– Как случилось, что вы выбрали такую трудную специальность?

– Не было особенного выбора. В Тбилиси надо или быть грузином, или иметь очень много денег, или – большие связи, чтобы получить хорошую работу. Мне еще повезло, тетя смогла мне устроить специализацию по психиатрии – если бы я осталась в общей терапии, наверняка получила бы распределение в деревню. А этого я не хотела, я – горожанка, с головы до пят.

– Но не утомляет, изо дня в день общаться с умалишенными?

– Сперва утомляло, теперь привыкла.

– Иллюзии рассеялись?

– Да, можно и так сказать.

Эрвин хорошо помнил первые годы работы адвокатом, когда он еще свято верил, что его дело – защищать справедливость, и то ощущение трагического парадокса, когда он вдруг понял, что с идеалами его профессия имеет очень мало общего, что это всего лишь профессия; наверно, что-то подобное чувствовала и Лукреция.

– Я потому спрашивал про пульмонолога, что моя сестра работает по этой специальности, перед войной она руководила туберкулезной клиникой, там лежали безнадежные больные и это очень утомляло ее, утомляло морально. Сейчас она в санатории, там атмосфера совсем другая, к тому же изобрели новые препараты, и туберкулез перестала быть смертельной болезнью. Кто знает, может, однажды человечество научится лечить и душевные болезни.

– Возможно, но мне не очень верится.

– Почему?

– Потому что я еще не видела душевнобольного, который хотел бы выздороветь.

– Я хочу.

– Но вы же не больной.

– Я лежал в психушке.

– Ну и что? Всех, кто делает попытку покончить с собой, отправляют на исследование, это рутина. Но это еще не значит, что они все больные.

– Но мне поставили диагноз.

Эрвин даже удивился, как легко он это высказал.

– Это был ошибочный диагноз.

– Но я действительно очень нервный человек.
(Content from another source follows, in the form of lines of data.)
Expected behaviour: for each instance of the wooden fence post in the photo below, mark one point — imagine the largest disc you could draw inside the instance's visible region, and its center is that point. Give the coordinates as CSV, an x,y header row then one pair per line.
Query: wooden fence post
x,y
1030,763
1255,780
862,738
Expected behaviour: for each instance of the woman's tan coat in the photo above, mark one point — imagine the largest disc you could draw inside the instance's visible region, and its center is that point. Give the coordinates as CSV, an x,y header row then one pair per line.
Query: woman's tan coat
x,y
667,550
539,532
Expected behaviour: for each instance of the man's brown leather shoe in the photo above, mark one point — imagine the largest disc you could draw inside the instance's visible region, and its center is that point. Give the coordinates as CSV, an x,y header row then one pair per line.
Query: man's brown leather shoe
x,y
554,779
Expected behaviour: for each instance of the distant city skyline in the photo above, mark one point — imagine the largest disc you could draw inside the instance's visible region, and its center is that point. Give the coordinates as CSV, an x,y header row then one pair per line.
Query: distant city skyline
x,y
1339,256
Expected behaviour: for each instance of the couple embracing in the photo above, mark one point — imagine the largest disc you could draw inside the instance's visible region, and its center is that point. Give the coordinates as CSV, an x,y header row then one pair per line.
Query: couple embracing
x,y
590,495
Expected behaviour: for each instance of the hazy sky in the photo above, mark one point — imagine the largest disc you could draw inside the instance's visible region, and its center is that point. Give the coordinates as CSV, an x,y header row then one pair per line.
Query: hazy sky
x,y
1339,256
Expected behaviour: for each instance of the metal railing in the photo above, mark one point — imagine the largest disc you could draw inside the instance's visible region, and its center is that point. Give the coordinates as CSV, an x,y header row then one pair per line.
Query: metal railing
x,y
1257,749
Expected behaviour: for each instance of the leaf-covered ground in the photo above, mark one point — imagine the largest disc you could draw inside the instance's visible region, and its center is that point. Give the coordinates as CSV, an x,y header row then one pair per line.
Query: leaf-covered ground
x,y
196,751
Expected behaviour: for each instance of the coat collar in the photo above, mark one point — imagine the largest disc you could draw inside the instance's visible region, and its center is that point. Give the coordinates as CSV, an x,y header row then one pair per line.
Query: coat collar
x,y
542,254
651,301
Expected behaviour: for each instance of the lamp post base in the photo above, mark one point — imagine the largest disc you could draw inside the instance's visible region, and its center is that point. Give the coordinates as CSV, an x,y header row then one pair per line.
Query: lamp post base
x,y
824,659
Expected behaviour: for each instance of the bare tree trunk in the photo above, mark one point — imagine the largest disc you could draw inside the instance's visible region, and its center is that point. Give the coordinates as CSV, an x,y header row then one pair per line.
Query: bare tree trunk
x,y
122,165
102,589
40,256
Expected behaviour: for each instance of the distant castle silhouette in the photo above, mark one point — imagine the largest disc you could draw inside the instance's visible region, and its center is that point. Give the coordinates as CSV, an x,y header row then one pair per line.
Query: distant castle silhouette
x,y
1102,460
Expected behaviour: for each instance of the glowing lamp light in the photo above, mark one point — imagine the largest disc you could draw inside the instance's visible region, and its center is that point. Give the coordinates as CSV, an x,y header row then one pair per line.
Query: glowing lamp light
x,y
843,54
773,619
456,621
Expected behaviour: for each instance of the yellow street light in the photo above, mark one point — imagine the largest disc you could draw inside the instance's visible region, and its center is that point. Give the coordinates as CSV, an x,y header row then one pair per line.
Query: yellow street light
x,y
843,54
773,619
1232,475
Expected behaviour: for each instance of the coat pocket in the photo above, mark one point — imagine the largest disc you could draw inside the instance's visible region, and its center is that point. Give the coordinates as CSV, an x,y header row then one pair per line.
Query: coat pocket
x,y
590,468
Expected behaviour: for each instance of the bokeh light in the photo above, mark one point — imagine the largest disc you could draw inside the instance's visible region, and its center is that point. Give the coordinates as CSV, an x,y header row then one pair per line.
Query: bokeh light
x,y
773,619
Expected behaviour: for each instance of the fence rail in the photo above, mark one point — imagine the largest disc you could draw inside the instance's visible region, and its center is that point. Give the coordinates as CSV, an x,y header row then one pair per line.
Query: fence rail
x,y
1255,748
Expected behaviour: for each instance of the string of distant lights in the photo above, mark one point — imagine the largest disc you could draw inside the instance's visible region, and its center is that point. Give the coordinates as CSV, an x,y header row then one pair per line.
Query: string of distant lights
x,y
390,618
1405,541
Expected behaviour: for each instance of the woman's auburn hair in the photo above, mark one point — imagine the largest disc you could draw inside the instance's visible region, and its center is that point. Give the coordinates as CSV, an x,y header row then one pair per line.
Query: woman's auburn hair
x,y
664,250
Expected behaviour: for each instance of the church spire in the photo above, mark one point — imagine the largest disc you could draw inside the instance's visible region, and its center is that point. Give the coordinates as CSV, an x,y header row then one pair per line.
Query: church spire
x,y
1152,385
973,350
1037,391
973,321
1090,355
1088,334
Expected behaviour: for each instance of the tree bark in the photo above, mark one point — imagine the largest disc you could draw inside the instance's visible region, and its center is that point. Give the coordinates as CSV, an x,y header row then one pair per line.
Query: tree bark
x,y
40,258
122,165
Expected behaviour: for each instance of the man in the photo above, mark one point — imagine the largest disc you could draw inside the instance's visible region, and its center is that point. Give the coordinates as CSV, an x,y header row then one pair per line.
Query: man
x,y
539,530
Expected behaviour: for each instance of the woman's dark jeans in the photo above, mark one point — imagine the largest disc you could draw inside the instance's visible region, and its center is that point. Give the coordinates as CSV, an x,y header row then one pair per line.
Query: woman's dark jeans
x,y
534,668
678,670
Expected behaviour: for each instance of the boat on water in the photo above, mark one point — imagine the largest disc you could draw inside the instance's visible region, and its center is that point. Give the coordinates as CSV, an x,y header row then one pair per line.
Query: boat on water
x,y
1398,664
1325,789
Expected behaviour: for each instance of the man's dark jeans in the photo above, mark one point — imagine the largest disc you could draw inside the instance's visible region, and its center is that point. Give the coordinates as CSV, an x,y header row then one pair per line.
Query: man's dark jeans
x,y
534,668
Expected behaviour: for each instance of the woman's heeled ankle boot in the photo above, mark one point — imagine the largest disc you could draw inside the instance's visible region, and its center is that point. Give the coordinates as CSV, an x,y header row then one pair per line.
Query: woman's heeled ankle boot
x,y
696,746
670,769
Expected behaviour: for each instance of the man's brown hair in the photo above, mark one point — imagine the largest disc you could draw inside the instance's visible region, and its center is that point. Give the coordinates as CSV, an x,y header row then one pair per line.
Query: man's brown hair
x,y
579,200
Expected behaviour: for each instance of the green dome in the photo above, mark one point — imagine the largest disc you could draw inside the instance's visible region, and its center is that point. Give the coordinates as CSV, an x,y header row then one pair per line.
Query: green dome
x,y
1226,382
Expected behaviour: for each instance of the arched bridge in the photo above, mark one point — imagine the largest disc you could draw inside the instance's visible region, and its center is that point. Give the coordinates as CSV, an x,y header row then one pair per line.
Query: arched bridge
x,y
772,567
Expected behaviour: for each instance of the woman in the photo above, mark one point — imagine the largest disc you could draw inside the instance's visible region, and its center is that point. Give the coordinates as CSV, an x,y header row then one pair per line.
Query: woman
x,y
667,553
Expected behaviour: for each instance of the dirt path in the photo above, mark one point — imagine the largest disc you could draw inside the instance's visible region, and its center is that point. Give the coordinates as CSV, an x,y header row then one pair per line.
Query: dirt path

– Учитывая ваше прошлое, в этом нет ничего удивительного.

И так все просто, подумал Эрвин? Он чуть было не рассмеялся, но нашел контраргумент.

– Мне кажется, что КГБ преследует меня и хочет убить.

– Поскольку вам от них досталось, то нет ничего ненормального, что у вас возникают такие подозрения.

– У меня часто болит голова, это тоже нормально?

Впервые в течение этого разговора Незнакомка бросила на него быстрый изучающий взгляд.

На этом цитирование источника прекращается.